ESPP Income Tax Implications

Section 421 of the Internal Revenue Code (the "Code") provides special rules for determining the income tax treatment of the transfer of shares in connection with the exercise of an option or purchase right that meets the requirements of Section 423(a) of the Code.

Qualifying Tax Treatment
Participants will not realize taxable income when the company grants an option to purchase shares under the terms of a qualified ESPP or when those shares are actually purchased.
To qualify for favorable tax treatment on the sale, transfer or other disposition of shares acquired under the ESPP, the disposition may not occur before the later of:
  • One year after the purchase date.
  • Two years after the beginning of the applicable offering period or grant date (other than a disposition resulting from the participant’s death).

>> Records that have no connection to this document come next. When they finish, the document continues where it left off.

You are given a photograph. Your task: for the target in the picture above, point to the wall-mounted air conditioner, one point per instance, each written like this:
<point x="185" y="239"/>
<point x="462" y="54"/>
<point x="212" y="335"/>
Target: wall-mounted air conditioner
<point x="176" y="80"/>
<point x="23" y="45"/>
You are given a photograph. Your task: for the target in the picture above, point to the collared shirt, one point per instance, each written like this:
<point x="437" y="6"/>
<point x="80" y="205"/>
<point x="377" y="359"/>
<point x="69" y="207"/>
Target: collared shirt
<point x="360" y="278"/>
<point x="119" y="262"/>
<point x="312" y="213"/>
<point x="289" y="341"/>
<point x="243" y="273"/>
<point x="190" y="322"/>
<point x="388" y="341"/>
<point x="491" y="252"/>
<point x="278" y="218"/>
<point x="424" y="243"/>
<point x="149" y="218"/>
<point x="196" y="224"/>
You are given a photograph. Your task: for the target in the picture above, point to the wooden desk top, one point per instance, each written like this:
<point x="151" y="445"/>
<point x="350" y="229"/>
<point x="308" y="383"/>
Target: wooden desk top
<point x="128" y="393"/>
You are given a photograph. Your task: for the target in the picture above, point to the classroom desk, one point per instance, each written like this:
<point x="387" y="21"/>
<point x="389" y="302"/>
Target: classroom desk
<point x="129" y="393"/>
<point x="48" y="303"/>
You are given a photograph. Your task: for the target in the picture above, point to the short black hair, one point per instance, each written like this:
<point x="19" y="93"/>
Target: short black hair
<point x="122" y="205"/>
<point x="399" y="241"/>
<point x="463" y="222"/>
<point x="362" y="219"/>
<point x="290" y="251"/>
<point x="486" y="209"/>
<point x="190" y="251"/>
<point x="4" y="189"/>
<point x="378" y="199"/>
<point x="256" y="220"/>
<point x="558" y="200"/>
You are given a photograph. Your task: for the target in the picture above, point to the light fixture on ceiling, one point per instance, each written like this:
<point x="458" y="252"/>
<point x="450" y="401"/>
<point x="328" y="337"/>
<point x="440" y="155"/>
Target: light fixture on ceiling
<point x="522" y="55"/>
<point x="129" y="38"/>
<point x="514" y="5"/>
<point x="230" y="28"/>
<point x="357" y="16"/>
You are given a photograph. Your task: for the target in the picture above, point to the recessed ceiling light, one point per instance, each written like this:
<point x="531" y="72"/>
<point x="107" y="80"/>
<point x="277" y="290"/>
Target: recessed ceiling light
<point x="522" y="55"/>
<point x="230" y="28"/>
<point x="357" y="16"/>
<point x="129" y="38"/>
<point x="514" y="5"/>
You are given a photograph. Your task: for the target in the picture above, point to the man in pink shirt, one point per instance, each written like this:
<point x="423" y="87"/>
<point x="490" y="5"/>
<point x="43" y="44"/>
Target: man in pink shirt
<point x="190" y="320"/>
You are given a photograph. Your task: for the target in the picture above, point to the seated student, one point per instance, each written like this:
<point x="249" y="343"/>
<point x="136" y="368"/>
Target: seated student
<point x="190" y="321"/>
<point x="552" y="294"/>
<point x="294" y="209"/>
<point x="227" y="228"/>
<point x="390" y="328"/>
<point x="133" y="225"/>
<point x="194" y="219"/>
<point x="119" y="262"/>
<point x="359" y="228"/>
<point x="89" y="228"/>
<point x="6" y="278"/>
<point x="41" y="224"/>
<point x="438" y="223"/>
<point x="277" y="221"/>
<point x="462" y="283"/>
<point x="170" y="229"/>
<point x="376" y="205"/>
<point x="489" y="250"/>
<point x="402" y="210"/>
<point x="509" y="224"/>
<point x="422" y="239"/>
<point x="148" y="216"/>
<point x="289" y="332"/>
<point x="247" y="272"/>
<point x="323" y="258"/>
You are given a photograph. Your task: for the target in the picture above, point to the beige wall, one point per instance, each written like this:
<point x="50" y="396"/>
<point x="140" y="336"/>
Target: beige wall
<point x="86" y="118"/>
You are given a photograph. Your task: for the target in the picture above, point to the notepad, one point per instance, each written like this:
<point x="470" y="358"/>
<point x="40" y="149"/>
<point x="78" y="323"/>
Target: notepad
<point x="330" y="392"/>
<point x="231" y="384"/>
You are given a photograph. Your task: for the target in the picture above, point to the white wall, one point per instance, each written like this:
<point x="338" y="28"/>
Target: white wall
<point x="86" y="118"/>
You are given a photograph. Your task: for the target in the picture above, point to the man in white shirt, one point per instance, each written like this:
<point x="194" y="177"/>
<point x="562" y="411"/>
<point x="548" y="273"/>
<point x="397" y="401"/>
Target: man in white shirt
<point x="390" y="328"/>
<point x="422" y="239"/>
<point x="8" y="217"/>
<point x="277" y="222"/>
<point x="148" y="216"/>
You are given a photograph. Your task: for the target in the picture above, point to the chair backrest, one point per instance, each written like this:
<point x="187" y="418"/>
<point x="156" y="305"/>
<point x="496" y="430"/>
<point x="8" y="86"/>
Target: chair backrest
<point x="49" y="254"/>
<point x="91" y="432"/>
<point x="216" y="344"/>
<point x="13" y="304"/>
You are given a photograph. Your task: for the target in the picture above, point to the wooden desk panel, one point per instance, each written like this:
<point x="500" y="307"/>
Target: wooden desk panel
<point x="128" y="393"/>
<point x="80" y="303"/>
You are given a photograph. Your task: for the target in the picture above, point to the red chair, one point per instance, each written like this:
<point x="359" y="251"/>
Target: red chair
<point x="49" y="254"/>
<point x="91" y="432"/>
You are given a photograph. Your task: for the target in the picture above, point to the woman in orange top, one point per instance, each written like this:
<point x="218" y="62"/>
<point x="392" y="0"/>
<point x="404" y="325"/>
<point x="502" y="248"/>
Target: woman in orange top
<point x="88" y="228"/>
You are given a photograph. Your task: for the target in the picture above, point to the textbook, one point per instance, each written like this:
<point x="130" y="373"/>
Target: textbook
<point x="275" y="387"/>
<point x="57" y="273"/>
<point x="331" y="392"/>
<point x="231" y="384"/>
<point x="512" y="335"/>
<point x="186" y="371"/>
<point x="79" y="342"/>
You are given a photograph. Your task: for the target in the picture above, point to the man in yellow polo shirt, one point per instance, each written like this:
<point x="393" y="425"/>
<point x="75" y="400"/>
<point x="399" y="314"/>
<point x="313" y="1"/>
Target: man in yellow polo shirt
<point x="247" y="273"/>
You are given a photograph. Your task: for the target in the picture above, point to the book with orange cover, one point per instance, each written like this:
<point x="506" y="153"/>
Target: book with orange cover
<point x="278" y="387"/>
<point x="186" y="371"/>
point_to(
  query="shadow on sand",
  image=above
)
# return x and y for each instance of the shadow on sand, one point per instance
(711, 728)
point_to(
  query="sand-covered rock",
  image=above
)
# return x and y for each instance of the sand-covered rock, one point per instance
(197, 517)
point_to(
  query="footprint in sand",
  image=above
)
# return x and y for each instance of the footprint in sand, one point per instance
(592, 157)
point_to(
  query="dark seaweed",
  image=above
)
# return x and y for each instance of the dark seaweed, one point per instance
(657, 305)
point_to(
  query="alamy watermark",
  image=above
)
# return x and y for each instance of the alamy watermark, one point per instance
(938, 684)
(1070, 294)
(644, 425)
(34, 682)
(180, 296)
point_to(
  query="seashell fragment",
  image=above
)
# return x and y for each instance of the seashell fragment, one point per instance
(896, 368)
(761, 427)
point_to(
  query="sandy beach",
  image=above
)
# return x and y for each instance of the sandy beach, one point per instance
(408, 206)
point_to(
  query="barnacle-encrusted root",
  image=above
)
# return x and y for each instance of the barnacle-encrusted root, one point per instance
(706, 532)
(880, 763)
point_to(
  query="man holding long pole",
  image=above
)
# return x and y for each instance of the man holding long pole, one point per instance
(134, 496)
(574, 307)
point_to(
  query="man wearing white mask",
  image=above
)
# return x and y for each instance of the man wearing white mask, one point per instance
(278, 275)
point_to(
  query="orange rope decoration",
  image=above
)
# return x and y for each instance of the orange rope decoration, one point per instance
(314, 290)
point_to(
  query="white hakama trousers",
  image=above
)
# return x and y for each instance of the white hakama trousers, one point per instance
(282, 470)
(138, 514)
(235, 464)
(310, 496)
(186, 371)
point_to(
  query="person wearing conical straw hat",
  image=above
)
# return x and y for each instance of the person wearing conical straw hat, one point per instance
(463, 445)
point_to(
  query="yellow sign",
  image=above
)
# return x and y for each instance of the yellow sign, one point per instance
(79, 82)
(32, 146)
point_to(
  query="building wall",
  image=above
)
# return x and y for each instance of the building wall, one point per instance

A disposition of shares that meets this required holding period is generally referred to as a qualifying disposition. If the shares are held for the required holding period, the participant will be subject to ordinary income tax in the year in which the shares are sold on an amount equal to the lesser of:
  • The applicable discount from the fair market value of the shares on the offering date.
  • The excess of the sale price for the shares that are sold (or in the cases of death or other disposition, the fair market value of the shares on the date of death or other disposition) over the purchase price for the shares.
The participant must also recognize capital gain or loss in the year of sale. The amount of gain is equal to the difference between the sale price and the sum of the purchase price, plus the amount of ordinary income calculated above. The amount of loss is equal to the difference between the purchase price and the sale price.
If the shares are held for the required holding period, the employer will not be entitled to a deduction for federal income tax purposes on the grant or exercise of the option.
Unlike ISOs, with ESPP shares, the excess of the share’s fair market value over the amount paid for the shares is not an alternative minimum tax ("AMT") preference item. 
Disqualifying Tax Treatment
If a participant does not satisfy the required holding period, then the excess of the fair market value of the shares on the purchase date over the purchase price is recognized by the participant as ordinary income at the time of the sale or other disposition. In this case, the employer is entitled to a tax deduction in an amount equal to the ordinary income recognized by the participant. As with a qualifying disposition, capital gain or loss must also be recognized in the year of sale. The amount of gain or loss is equal to the difference between the sale price and the sum of the purchase price plus the amount of ordinary income calculated above.
If the ESPP does not require participants to hold the shares acquired on exercise for the duration of the holding period, then it should require participants to notify the company of any disqualifying disposition. This allows the company to:
  • Take any deduction associated with the disposition.
  • Properly report any amount that may be included as income on the participant’s Form W-2.